El ministro de Agricultura, Pesca y Alimentación, Luis Planas, soltó una verdad incómoda este martes en Ciudad Real: el campo español está en una situación, bueno, digamos que más que complicada. Entre el olor a café y el murmullo de los asistentes en el XVI Congreso Nacional de Comunidades de Regantes, el aire se sentía un poco cargado, casi como si el propio clima estuviera de acuerdo con su diagnóstico. La cuestión es que no es solo una cosa; son los aranceles, el conflicto en Oriente Medio y esos precios del gasóleo que no dan tregua.
Planas no se anduvo con rodeos y puso el foco en la dependencia que tenemos de países como Rusia o China para el tema de los fertilizantes. Es un riesgo, claro. Y esa dependencia es justamente lo que quieren atajar con un plan europeo que, según Misryoum, está a punto de presentarse desde la Comisión. A ver si sale, porque la verdad es que el sector está bastante tocado con los costes de producción.
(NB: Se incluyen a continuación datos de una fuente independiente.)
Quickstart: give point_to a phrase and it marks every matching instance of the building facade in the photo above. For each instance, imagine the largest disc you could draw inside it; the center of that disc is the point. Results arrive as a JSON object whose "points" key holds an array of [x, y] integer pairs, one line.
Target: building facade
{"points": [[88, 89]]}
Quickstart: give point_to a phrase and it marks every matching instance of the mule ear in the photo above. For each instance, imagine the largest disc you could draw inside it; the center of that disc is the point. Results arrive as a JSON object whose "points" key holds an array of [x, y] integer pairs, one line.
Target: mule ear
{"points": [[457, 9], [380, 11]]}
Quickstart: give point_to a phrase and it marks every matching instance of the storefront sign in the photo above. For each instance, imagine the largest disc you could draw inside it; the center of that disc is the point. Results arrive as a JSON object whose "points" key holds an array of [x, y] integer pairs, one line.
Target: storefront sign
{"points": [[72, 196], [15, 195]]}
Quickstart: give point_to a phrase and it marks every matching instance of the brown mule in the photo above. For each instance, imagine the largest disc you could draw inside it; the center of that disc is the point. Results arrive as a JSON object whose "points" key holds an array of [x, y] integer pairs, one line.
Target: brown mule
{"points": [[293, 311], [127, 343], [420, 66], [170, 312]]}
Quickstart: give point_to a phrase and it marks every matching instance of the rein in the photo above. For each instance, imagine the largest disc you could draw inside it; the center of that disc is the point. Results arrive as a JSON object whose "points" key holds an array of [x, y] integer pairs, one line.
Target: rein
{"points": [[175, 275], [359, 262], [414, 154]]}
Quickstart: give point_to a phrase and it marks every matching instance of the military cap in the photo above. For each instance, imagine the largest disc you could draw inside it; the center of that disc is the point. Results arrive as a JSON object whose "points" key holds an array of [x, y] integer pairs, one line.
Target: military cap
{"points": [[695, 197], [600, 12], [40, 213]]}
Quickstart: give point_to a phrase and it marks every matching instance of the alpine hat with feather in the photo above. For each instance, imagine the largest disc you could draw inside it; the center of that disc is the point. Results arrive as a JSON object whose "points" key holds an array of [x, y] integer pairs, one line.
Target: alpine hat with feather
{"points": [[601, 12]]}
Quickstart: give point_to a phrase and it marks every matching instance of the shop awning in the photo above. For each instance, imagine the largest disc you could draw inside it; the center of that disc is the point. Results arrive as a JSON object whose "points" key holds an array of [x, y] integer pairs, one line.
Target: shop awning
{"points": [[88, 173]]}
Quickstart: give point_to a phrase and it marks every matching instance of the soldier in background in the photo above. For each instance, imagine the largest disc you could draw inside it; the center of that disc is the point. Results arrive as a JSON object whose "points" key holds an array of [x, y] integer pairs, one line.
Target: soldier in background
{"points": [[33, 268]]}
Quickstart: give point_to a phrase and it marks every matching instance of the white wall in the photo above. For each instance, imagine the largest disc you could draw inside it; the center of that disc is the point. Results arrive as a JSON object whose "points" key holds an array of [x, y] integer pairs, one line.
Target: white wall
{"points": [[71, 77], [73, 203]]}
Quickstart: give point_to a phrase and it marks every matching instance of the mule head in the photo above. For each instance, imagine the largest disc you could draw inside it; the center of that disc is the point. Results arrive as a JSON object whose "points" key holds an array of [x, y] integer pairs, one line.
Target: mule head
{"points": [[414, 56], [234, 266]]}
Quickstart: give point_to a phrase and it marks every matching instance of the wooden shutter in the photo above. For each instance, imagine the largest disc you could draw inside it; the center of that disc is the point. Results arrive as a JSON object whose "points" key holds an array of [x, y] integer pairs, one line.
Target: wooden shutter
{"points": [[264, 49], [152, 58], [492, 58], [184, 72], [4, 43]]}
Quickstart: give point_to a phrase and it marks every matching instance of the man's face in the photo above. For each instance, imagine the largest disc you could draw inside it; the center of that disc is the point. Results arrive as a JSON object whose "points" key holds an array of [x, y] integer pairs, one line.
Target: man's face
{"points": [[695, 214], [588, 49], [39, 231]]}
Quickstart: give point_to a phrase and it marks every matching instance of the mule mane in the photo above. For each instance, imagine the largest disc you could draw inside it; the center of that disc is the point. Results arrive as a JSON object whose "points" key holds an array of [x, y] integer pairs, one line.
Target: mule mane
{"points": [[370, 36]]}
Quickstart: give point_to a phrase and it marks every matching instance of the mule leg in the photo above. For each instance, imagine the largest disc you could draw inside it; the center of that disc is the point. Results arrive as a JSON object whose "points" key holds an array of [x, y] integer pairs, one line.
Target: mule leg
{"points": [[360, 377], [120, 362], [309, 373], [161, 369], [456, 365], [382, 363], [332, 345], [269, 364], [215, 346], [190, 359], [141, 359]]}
Es curioso, porque aunque el regadío apenas ocupa el 22% de la superficie útil, produce el 71% de todo lo que sale vegetalmente. O sea, es el motor, aunque a veces se nos olvide. Con 3,8 millones de hectáreas, España es la potencia europea en esto, y el ministro presume de una tecnología que, bueno, es punta de lanza mundial. A veces pienso si tanta eficiencia es suficiente contra el cambio climático —que dicen que nos va a quitar hasta el 40% del agua para final de siglo— pero bueno, ahí siguen, invirtiendo unos 2.700 millones de euros hasta 2027 para modernizar casi 750.000 hectáreas.
Hablando de números, el Gobierno ha metido ayudas directas: 22 euros por hectárea en secano y 55 en regadío. ¿Es suficiente? Probablemente no, pero es lo que hay ahora mismo sobre la mesa.
El punto donde el discurso se pone tenso es en la PAC. Resulta que Bruselas no tiene muy claro si el regadío debería seguir recibiendo financiación, algo que a Planas parece no hacerle ninguna gracia. Según Misryoum, España está batallando a brazo partido para que eso no cambie, porque sin esos fondos, el panorama se pondría francamente difícil para muchos agricultores que dependen de ese riego para seguir vivos.
Es complicado, en realidad, todo el sistema pende de hilos geopolíticos que ni siquiera controlamos del todo. Y ahí queda la duda de si, más allá de la modernización, seremos capaces de aguantar el ritmo sin que el sector termine agotado, pero bueno, el ministro insiste en que el regadío es la clave, o al menos eso es lo que toca defender hoy.